You can use '-p' command switch with a filter pattern to limit the list of map sets. For example, to show info about 'TAIR10' you can type 'list mapset -p TA*'

[MapMapping]

[MapMapping]
; If no mapping is found in this section, it assumes that each MAP_NAME in file exactly matches a MAP_NAME in DB.
; If map names in file are different from those in DB, map each MAP_NAME in file to a MAP_ID or an ACCESION_NO in DB.
; Otherwise, annotation won't be added.
; MapsIdentifiedBy: one of MapId, AccessionNo, GenomeDnaId, MapName (default)
;MapsIdentifiedBy=GenomeDnaId
; LoadListedMapsOnly: if true, only data for the maps listed in this section will be added.
; If false, PersephoneShell will still try to match names from the file to maps in the database
; using MAP_NAME, MAP_ID or ACCESSION_NO and will report an error if no match is found
LoadListedMapsOnly=true
;MAP_NAME in file=MAP_ID or ACCESSION_NO or MAP_NAME in DB
83=chromosome 1
84=chromosome 2
85=chromosome 3
86=chromosome 4
87=chromosome 5
88=chromosome 6
89=chromosome 7
90=chromosome 8
91=chromosome 9
92=chromosome 10

It is quite common when an annotation file uses names for the sequences that are different from the names in the database.
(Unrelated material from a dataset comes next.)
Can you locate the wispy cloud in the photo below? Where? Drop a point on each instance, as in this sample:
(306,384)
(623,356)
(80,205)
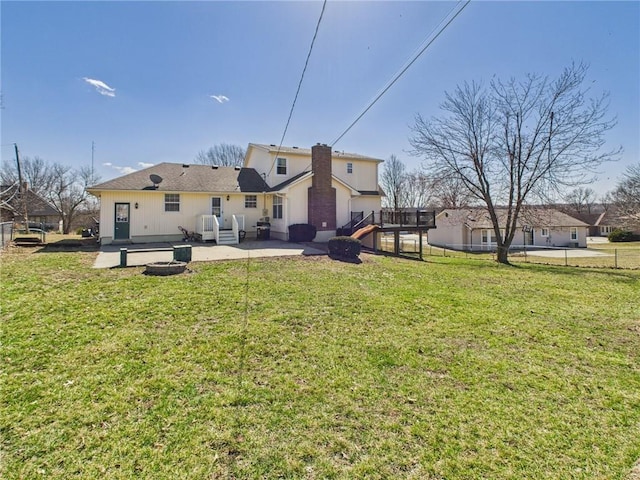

In this case, you should create a name translation table in the MapMapping section. For each sequence name in the file provide MAP_NAME, MAP_ID or ACCESSION_NO of corresponding map in the database. If the file references a map that is not listed in the table, depending on the value of the flag LoadListedMapsOnly, the data lines will be skipped (true) or a fall-back procedure of finding maps without the translation table will be used, and if a matching map is not found, an error will be reported (see the comments in the code above).

Alternatively, if you know that the maps are identified by their MapId, AccessionNo or GenomeDnaId, you can use an instruction telling that the names in the file are some specific kind of identifier:

MapIdentifiedBy=GenomeDnaId

The marker mapping files can be produced by running BLASTN. The file format for the BLAST library files compiled from the output of BlastDbExporter contain GenomeDnaId - a number identifying genomic sequences in the database. The tabular output format of BLASTN would contain the subject sequence identifiers (GenomeDnaId) and it would be convenient to use the instruction above telling PersephoneShell that the column with map names actually are GenomeDnaIds. It this case, the name translation table would not be needed.